4. After solving, what part of the method generalizes beyond this case?

```mermaid
flowchart TD
  A[Non-routine problem arrives] --> B{Unknown and constraints clear?}
  B -->|No| C[Restate the problem and separate the condition]
  B -->|Yes| D{Direct plan visible?}
  C --> D
  D -->|No| E[Find a related problem: generalize, specialize, analogize, or relax]
  D -->|Yes| F[Carry out the plan and verify each major step]
  E --> F
  F --> G{Result checked and generalized?}
  G -->|No| H[Look back: verify, re-derive, and extract a transferable method]
  G -->|Yes| I[Return the answer plus the reusable lesson]
  H --> I
```

## Failure Modes

| Failure mode | What it looks like | Recovery move |
| --- | --- | --- |
| Skipping understanding | Work starts immediately, but later it becomes obvious the answer targets the wrong question | Rewrite the unknown, givens, and condition before making the next move |
| Treating data as the starting point | The solver drowns in facts without identifying what kind of answer is needed | Re-anchor the search around the unknown and similar prior problems |
| Confusing heuristic with proof | A promising guess gets reported as settled fact | Label the move as provisional and add an explicit verification pass |
| Skipping looking back | The task finishes, but no method, pattern, or diagnostic transfers to the next case | Ask what alternative derivation, check, or generalization should be stored before closing |

## Worked Examples

### Example: Debugging a migration that keeps failing

- Novice move: Retry the migration with slightly different commands until it stops failing.
- Expert move: Clarify the unknown first. Is the real question "how do I apply this migration" or "which invariant is violated by the schema transition"? Then solve a related smaller problem, such as reproducing the failure on one table or one constraint, before expanding back out.

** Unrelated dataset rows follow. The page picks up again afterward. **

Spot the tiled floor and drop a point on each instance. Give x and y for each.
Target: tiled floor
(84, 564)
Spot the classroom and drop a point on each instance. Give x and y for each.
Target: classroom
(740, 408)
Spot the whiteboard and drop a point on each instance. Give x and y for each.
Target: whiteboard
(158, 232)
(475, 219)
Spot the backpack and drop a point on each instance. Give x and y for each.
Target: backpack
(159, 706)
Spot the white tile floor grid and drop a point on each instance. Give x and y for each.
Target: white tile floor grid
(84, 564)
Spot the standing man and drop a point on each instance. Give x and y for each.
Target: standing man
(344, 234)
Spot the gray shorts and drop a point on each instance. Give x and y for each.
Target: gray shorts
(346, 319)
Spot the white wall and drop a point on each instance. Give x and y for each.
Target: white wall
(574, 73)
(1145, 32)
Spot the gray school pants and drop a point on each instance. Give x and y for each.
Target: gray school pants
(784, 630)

### Example: Preparing a solution strategy for an unfamiliar math or coding problem

- Novice move: Start manipulating formulas or writing code immediately because "progress" feels safer than ambiguity.
- Expert move: Separate the condition, ask what kind of answer is needed, recall a familiar problem with the same shape of unknown, then carry forward only the parts of that old method that survive contact with the new constraints.

## Quality Gates

- The problem statement is paraphrased into unknown, givens, and conditions before substantive execution begins.
- At least one related problem or reduction strategy is named when the direct path is unclear.
- Heuristic steps are marked as provisional and followed by a real check.
- The final answer includes at least one transferable lesson, verification, or alternate framing from the review phase.
- Detailed examples and long-form explanation stay in `references/` instead of bloating the wrapper.

## References

Read [references/INDEX.md](references/INDEX.md) first.

- Use `polya-four-phase-problem-solving.md` when the whole process is muddled.
- Use `polya-look-at-the-unknown.md` when the team keeps starting from the data instead of the actual target.
- Use `polya-auxiliary-problems-and-stepping-stones.md` when the direct attack is stuck.
- Use `polya-looking-back-and-knowledge-compounding.md` when the goal is to preserve learning, not just finish once.

## Shibboleths

- Someone using Polya well talks about the type of unknown and the shape of related problems, not just "breaking it into steps."
- They can say exactly which move is heuristic and which move is demonstrative.
- They do not treat review as arithmetic checking; they use it to extract a reusable method.